Voilà un an, jour pour jour, que l’armée malienne a repris Kidal, arrachant ce symbole national aux mains des groupes rebelles séparatistes qui en avaient fait leur fief pendant plus d’une décennie. Une victoire pour l’État malien, qui, depuis, ne s’est pas contenté d’une présence symbolique. Non, l’armée malienne et les autorités de la transition sont allées bien au-delà. Depuis la libération de Kidal, nos forces n’ont cessé de repousser les limites de la reconquête, s’aventurant jusqu’aux frontières du pays pour sécuriser les territoires qui, hier encore, semblaient inaccessibles. Aujourd’hui, on peut dire que la lutte contre les groupes armés n’est pas terminée — et pour une bonne raison : nos soldats ne s’arrêteront pas tant que chaque village, chaque carrefour et chaque colline ne seront pas pleinement sécurisés.
Tinzaouatène, une nouvelle offensive pour défendre la frontière
La dernière grande avancée de l’armée, épaulée par ses alliés russes, a été marquée par la prise d’In-Afarak, un carrefour stratégique situé à 122 kilomètres au nord-ouest de Tessalit. Ce n’est pas rien ! In-Afarak, bien plus qu’un simple village, représente une voie commerciale cruciale et une position stratégique dans la lutte contre les groupes armés qui, jusque-là, s’accrochaient désespérément à cette terre. L’armée malienne montre une fois de plus que, loin de se cantonner à une stratégie défensive, elle est prête à frapper là où cela fait mal, à s’avancer là où cela fait peur, et à braver les difficultés du terrain pour sécuriser le nord du pays.
Cette nouvelle offensive à Tinzaouatène, près de la frontière algérienne, une zone où les groupes rebelles tentaient de reprendre du terrain. Certains pensaient que cela montrait la persistance de l’insécurité. Je dis que cela prouve, au contraire, la résilience et la détermination de notre armée, qui refuse de laisser le moindre recoin aux groupes armés. Tinzaouatène n’est pas une simple localité ; c’est un autre symbole, une autre étape cruciale dans la reconquête de notre souveraineté. Nos soldats savent que chaque position gagnée est une garantie de plus pour un Mali plus sûr et plus uni.
La lutte continue : jusqu’au dernier bastion
Il serait facile, très facile, de critiquer les autorités de la transition, de leur reprocher une offensive trop ambitieuse, de leur rappeler la complexité des défis. Mais n’est-il pas plus juste de reconnaître les efforts sans relâche de cette équipe dirigeante, qui n’a jamais reculé devant la tâche, qui a su trouver des alliés capables de renforcer nos forces armées, et qui a montré une détermination à redonner aux Maliens un État fort et respecté ? La transition malienne a fait des choix — certes audacieux — mais des choix qui redonnent au Mali sa dignité.
À ceux qui demandent si la lutte contre les groupes armés autour de Kidal est terminée, la réponse est simple : tant qu’un seul groupe armé, qu’un seul chef rebelle osera encore menacer l’intégrité de notre territoire, tant que les ombres de la déstabilisation rôderont autour de nos frontières, la lutte continuera. Nos soldats ne relâchent rien. Loin de plier sous la pression, ils avancent, gagnent du terrain et continuent, sans fléchir, cette longue marche pour restaurer un Mali uni et souverain.
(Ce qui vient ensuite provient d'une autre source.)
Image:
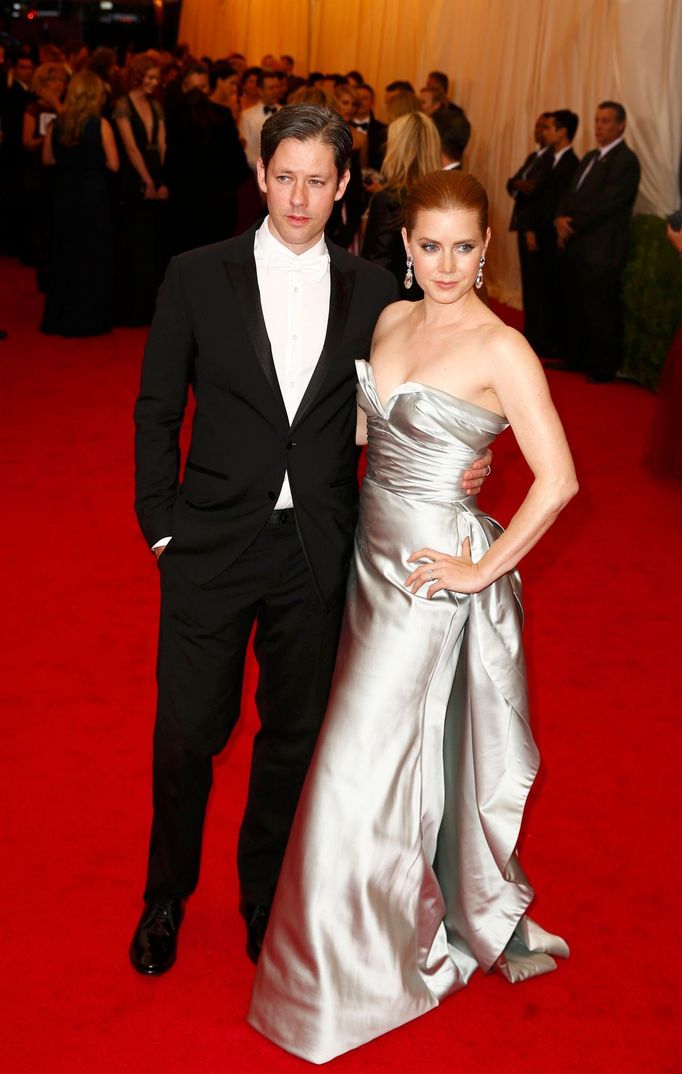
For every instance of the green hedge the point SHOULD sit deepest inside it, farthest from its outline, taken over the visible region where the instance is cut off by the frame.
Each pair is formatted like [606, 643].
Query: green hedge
[652, 300]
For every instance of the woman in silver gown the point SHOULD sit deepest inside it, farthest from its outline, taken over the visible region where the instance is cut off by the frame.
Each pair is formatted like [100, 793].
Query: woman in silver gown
[401, 877]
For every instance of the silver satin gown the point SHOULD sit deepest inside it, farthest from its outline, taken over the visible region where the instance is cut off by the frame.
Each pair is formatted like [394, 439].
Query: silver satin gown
[401, 876]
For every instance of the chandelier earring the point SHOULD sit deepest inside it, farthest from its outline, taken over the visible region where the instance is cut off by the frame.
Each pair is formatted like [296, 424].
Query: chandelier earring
[408, 274]
[479, 274]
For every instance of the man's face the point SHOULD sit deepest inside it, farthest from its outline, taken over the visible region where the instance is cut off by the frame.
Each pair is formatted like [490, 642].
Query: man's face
[427, 103]
[553, 134]
[365, 103]
[540, 130]
[197, 81]
[237, 63]
[270, 91]
[301, 186]
[607, 128]
[24, 70]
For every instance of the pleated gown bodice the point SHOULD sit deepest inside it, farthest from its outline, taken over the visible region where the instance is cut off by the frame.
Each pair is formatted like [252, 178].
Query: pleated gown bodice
[401, 876]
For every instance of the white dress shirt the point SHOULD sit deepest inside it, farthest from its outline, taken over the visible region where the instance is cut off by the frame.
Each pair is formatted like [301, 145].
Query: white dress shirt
[294, 292]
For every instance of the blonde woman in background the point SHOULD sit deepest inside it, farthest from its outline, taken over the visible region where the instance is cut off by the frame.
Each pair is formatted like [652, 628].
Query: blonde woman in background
[82, 148]
[412, 149]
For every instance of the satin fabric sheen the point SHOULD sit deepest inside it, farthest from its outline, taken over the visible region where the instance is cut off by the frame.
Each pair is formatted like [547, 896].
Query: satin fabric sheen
[401, 876]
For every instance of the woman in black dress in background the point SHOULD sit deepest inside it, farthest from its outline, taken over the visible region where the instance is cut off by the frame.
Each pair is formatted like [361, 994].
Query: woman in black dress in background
[81, 145]
[142, 245]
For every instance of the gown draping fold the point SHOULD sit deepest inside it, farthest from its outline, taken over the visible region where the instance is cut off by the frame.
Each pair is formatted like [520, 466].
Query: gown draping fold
[401, 876]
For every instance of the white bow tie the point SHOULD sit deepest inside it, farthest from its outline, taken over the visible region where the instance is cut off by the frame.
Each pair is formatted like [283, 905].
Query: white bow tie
[315, 266]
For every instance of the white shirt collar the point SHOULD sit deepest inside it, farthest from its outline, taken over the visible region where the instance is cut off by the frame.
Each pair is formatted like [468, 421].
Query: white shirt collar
[607, 148]
[265, 245]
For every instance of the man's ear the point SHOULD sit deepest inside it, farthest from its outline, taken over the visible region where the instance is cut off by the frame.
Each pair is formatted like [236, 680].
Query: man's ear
[260, 171]
[343, 183]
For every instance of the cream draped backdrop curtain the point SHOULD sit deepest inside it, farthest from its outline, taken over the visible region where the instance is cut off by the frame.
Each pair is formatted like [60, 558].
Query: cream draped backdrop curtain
[507, 61]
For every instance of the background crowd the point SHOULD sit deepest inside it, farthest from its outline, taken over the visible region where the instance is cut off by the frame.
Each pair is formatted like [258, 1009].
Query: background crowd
[109, 168]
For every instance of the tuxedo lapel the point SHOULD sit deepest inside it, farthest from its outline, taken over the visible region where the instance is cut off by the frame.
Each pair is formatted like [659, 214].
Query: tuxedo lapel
[341, 291]
[243, 277]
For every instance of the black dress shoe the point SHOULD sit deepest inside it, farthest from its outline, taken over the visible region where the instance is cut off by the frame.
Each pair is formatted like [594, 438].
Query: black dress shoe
[599, 378]
[256, 917]
[154, 945]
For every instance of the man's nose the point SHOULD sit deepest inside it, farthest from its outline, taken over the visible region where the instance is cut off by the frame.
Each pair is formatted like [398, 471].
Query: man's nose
[299, 193]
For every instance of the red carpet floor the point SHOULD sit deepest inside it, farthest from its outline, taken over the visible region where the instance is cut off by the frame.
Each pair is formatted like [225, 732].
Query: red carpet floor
[601, 833]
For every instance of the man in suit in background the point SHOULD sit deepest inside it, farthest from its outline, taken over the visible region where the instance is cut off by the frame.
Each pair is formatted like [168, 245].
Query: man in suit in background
[560, 130]
[265, 329]
[454, 130]
[252, 119]
[367, 122]
[593, 229]
[524, 187]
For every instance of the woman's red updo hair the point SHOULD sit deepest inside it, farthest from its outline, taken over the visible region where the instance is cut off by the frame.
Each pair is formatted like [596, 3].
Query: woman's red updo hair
[444, 191]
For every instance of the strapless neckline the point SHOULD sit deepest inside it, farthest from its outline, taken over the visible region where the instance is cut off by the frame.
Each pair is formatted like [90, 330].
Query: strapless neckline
[417, 386]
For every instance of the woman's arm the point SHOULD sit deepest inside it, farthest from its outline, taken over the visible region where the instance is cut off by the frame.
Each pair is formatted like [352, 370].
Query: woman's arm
[521, 388]
[361, 427]
[109, 144]
[28, 135]
[48, 154]
[133, 154]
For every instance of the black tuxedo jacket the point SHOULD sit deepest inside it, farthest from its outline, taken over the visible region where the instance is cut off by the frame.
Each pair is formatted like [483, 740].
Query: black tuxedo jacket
[600, 209]
[376, 142]
[208, 333]
[550, 193]
[536, 168]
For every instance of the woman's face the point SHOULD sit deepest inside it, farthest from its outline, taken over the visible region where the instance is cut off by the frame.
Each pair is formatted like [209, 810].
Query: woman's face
[250, 86]
[150, 81]
[56, 86]
[447, 247]
[346, 105]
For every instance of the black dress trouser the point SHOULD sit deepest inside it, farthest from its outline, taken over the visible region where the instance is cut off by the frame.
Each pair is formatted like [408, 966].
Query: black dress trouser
[593, 323]
[203, 637]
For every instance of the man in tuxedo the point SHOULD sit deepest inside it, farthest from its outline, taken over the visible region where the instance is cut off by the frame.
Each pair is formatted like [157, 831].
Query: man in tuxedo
[593, 229]
[252, 119]
[540, 236]
[366, 121]
[14, 232]
[454, 130]
[524, 187]
[265, 329]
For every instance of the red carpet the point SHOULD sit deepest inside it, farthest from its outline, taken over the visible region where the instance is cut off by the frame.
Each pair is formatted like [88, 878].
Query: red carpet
[601, 835]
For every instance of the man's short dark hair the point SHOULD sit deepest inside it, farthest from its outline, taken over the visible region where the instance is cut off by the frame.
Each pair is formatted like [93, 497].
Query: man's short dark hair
[305, 122]
[620, 111]
[265, 73]
[566, 119]
[219, 71]
[454, 130]
[440, 78]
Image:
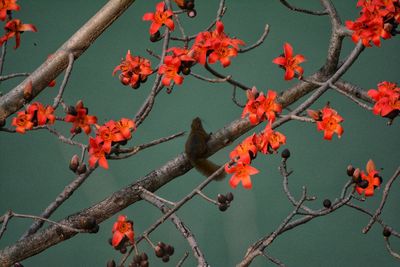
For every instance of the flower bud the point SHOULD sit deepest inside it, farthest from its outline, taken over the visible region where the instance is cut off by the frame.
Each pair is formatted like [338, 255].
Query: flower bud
[74, 163]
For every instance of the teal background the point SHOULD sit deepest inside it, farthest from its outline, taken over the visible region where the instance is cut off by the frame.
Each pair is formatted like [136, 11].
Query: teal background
[34, 166]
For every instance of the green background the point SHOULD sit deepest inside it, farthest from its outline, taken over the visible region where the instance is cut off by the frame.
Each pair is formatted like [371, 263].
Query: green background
[34, 166]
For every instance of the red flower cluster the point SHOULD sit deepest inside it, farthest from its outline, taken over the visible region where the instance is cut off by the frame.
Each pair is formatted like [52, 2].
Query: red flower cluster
[261, 107]
[122, 228]
[387, 99]
[80, 119]
[266, 142]
[368, 181]
[217, 45]
[159, 18]
[378, 18]
[289, 62]
[7, 5]
[108, 134]
[328, 120]
[35, 115]
[134, 70]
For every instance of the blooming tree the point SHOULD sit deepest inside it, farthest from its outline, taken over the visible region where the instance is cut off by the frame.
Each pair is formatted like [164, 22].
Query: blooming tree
[179, 58]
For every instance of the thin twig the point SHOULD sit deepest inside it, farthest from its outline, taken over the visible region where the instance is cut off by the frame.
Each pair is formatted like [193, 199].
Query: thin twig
[258, 43]
[13, 75]
[301, 10]
[128, 152]
[383, 201]
[68, 72]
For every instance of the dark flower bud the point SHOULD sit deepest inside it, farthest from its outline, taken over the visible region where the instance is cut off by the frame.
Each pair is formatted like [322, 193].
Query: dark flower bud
[155, 37]
[74, 163]
[159, 251]
[285, 153]
[123, 250]
[327, 203]
[165, 258]
[223, 207]
[221, 198]
[189, 5]
[192, 13]
[170, 250]
[363, 184]
[143, 256]
[229, 196]
[137, 258]
[350, 170]
[111, 263]
[186, 70]
[386, 232]
[81, 169]
[136, 85]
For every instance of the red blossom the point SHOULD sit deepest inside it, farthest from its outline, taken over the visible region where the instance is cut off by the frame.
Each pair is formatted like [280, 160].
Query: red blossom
[7, 5]
[170, 70]
[245, 151]
[159, 18]
[98, 152]
[134, 69]
[122, 228]
[108, 133]
[387, 99]
[80, 119]
[43, 115]
[328, 121]
[372, 178]
[22, 122]
[289, 62]
[261, 107]
[241, 173]
[15, 28]
[125, 127]
[217, 44]
[269, 140]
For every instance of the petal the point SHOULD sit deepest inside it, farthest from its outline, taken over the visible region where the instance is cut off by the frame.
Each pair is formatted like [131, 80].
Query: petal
[148, 16]
[288, 50]
[117, 237]
[170, 24]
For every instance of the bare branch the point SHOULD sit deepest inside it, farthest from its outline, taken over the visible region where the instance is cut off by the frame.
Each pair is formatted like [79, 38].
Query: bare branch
[383, 201]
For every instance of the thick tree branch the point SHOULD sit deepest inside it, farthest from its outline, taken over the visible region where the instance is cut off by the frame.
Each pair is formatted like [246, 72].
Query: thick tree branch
[51, 68]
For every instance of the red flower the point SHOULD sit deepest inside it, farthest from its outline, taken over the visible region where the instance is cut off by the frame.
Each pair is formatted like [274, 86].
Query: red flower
[134, 69]
[270, 140]
[170, 70]
[260, 107]
[289, 62]
[98, 152]
[15, 28]
[245, 151]
[22, 122]
[241, 173]
[80, 119]
[159, 18]
[41, 114]
[387, 99]
[372, 178]
[122, 228]
[220, 47]
[107, 134]
[125, 126]
[7, 5]
[329, 122]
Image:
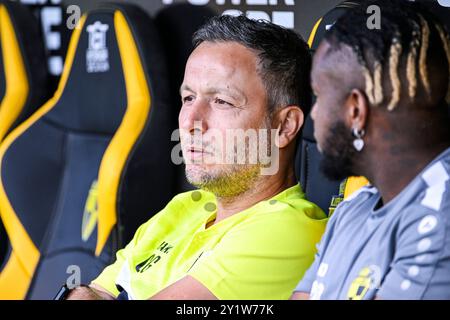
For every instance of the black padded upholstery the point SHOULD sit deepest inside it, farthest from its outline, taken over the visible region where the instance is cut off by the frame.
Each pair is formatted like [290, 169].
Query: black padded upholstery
[176, 24]
[49, 170]
[316, 186]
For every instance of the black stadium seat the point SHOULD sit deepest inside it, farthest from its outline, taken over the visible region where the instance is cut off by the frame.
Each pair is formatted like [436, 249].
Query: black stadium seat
[318, 189]
[23, 73]
[91, 164]
[176, 24]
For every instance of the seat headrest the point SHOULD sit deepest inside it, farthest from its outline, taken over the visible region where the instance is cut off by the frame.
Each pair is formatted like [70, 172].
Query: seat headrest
[24, 84]
[324, 23]
[94, 97]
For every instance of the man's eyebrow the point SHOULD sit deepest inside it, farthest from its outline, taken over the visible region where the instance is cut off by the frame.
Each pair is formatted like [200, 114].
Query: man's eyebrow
[233, 92]
[185, 87]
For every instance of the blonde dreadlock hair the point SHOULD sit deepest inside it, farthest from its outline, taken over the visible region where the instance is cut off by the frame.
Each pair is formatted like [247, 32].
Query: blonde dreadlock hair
[409, 41]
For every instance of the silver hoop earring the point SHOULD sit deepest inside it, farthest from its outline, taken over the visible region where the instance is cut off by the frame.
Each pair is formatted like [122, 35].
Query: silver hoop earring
[358, 143]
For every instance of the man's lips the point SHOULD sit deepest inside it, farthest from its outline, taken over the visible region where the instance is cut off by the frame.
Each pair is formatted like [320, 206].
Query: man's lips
[193, 152]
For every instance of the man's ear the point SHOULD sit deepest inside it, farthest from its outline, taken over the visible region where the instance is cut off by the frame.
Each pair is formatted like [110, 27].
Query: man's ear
[289, 120]
[357, 110]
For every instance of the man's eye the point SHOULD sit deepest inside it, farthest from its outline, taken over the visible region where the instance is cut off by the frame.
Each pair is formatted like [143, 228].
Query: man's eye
[223, 102]
[188, 99]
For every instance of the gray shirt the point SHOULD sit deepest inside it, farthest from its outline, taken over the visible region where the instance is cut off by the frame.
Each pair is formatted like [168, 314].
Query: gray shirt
[399, 251]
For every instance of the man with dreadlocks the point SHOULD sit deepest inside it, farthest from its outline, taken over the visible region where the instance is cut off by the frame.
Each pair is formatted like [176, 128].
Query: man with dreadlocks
[382, 112]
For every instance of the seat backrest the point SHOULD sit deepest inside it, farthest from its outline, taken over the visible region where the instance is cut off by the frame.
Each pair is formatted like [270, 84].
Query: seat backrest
[176, 24]
[91, 161]
[23, 74]
[319, 189]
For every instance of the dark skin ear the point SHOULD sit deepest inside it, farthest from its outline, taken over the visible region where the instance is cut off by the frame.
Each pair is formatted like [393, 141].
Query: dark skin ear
[357, 110]
[289, 121]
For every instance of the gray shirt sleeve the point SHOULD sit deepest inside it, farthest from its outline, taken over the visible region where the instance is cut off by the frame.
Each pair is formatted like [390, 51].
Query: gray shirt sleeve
[421, 265]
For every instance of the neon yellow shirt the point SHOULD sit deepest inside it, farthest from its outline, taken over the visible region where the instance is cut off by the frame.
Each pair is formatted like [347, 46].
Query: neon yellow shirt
[259, 253]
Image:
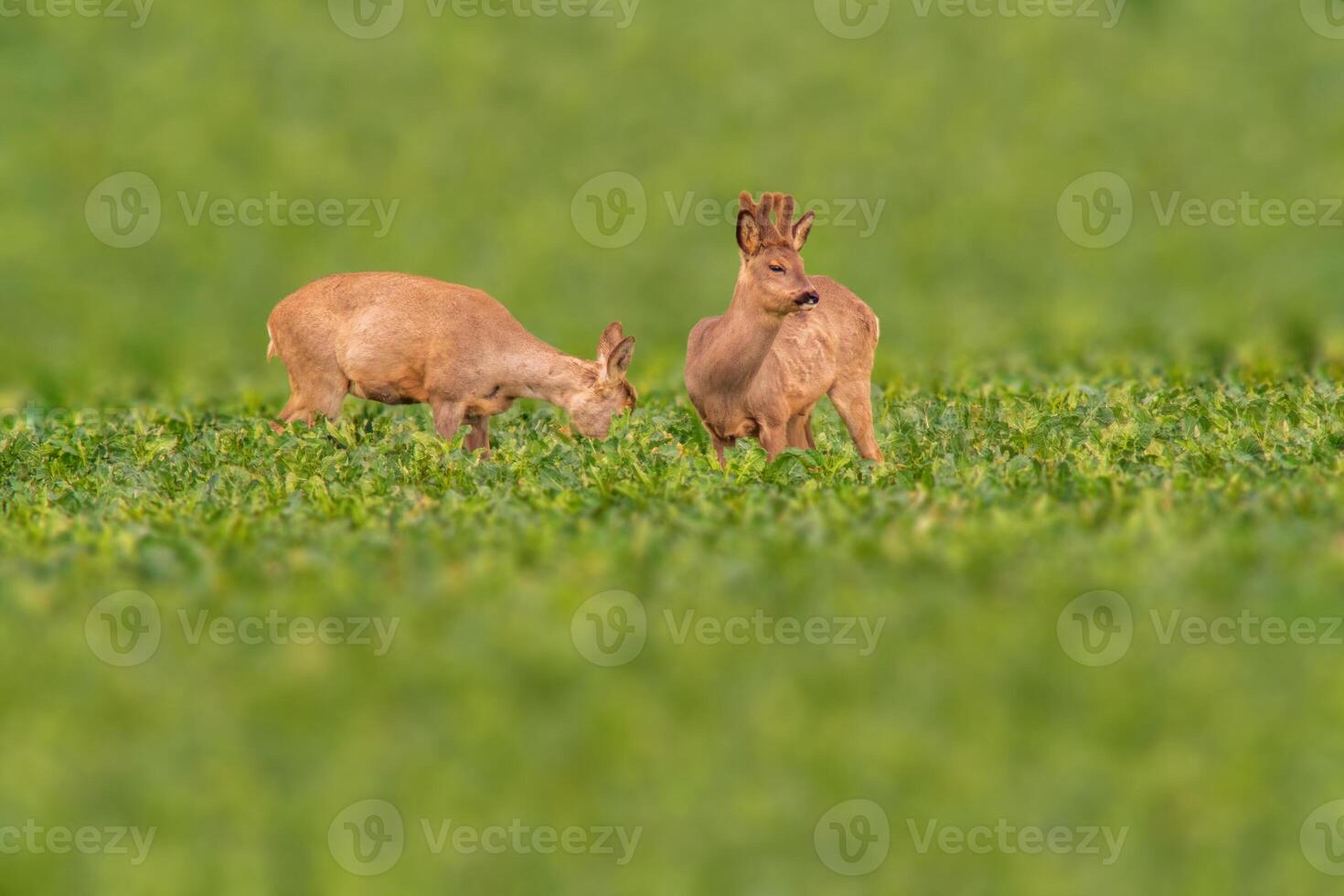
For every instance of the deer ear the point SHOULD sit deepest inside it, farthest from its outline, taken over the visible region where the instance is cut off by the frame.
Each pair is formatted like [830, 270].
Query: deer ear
[801, 229]
[612, 337]
[618, 360]
[749, 234]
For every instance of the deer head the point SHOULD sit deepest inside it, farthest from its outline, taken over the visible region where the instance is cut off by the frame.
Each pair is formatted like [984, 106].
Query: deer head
[605, 389]
[772, 271]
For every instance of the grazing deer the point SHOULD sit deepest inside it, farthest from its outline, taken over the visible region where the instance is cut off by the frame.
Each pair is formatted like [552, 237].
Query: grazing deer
[784, 343]
[408, 340]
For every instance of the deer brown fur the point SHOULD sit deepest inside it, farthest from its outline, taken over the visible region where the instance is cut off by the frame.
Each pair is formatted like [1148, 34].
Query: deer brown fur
[785, 341]
[406, 340]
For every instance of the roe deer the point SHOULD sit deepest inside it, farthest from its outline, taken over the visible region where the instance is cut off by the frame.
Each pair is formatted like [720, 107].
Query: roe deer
[408, 340]
[784, 343]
Alors, oui, les défis sont nombreux, les obstacles bien réels. Mais il est temps de reconnaître la valeur de ceux qui se battent pour nous, de soutenir l’armée et de rendre hommage aux autorités de la transition, qui ont fait de la sécurité et de la souveraineté leurs priorités absolues. En ce 14 novembre, rendons hommage à une armée qui avance, pas à pas, vers la reconquête totale de notre territoire, pour un Mali fort et en paix.